For decades, U.S. companies shied away from green initiatives because they think being green is synonymous with 10 to 15% cost premium. But many corporations are surprised to find that environmentally conscious pop singer Jack Johnson's catchy "3 R's" (reduce, reuse, recycle) song actually provides them with a roadmap for reducing costs.

One of our clients, a global shipping corporation, recently developed a Three R strategy that put 60,000 employees in control of conservation and sustainability efforts. It used advanced e-procurement technology as the key tool for providing information that enabled its front-line employees to choose green goods at the time of requisition and save $61.5 million in the process.

Here's what they did with the Three R's:

Reuse - Create a marketplace of idle goods Why buy new when you've already bought it? Every office has unused items gathering dust in a closet or warehouse, but how do you share idle inventory with the enterprise? The shipper enabled users to upload excess inventory and idle assets in any of its 35,000 locations to their shared catalogs. The catalogs present "reuse" opportunities ahead of new merchandise. The shipper quickly discovered that when given the opportunity, most requistioners choose to reuse instead of buying new.
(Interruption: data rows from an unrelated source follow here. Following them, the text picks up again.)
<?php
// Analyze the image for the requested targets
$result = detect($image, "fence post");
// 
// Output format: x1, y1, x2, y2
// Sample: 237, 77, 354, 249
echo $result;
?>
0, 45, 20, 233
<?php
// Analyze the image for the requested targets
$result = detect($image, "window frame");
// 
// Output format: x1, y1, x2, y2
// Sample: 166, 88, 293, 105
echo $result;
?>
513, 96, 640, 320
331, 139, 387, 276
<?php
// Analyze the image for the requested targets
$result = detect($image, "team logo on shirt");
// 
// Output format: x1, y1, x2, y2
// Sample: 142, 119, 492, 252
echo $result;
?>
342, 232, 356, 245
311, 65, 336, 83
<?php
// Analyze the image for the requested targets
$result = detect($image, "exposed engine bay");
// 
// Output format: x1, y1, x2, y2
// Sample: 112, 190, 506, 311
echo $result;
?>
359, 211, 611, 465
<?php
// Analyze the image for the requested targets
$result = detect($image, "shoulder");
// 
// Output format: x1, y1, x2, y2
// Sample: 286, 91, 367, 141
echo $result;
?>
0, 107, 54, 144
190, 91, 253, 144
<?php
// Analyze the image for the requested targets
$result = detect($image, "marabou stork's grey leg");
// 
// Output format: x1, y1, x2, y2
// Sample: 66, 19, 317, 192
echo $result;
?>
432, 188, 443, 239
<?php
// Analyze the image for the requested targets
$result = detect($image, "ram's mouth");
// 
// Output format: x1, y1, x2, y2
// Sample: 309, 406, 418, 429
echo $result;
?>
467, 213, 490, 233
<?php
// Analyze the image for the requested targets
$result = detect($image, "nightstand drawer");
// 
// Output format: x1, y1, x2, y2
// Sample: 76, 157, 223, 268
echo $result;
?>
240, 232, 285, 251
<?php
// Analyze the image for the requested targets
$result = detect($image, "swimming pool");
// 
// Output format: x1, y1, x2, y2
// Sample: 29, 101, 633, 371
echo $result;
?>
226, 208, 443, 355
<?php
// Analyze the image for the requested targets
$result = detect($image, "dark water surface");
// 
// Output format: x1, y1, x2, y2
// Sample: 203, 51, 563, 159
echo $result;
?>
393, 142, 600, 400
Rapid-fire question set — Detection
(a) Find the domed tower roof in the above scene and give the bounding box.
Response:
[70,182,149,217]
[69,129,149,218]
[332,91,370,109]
Recycle - Make it easy to identify and buy green products Employees will gladly buy green products if they know how to find them. The shipper's employees can search through the online marketplace for environmentally preferred products (EPP). For example, a user who enters 'printer paper' and 'EPP' in the catalog search engine would see all the available paper with one or more EPP indicators. There are a total of ten attributes EPP products can carry, including Energy Star, Bio Preferred, Recycled, Watersense and Chem-Free. As a result, suppliers with cost-competitive EPP products in the shipper's catalogs saw a 17% spike in demand and the company reduced its impact on the environment.

Reduce - Monitor sustainability efforts Green efforts are only as good as the results they provide – organizations need a way to track their progress. At the shipping company, off-catalog requests are reviewed by an internal demand management team. Warnings and denials are accompanied with education on how to source in a more cost-effective and sustainable. The shipper also bumps up their utility invoices against local weather reports to identify anomalies in consumption that may be due to equipment that may need repair.

This story proves that employees will go green if you give them the right tools. More importantly, it shows that the Three R's are just as good for the bottom line as they are for the environment.

If Jack Johnson and Kermit the Frog were to sing a duet today, they might change the lyrics to "It's profitable being green."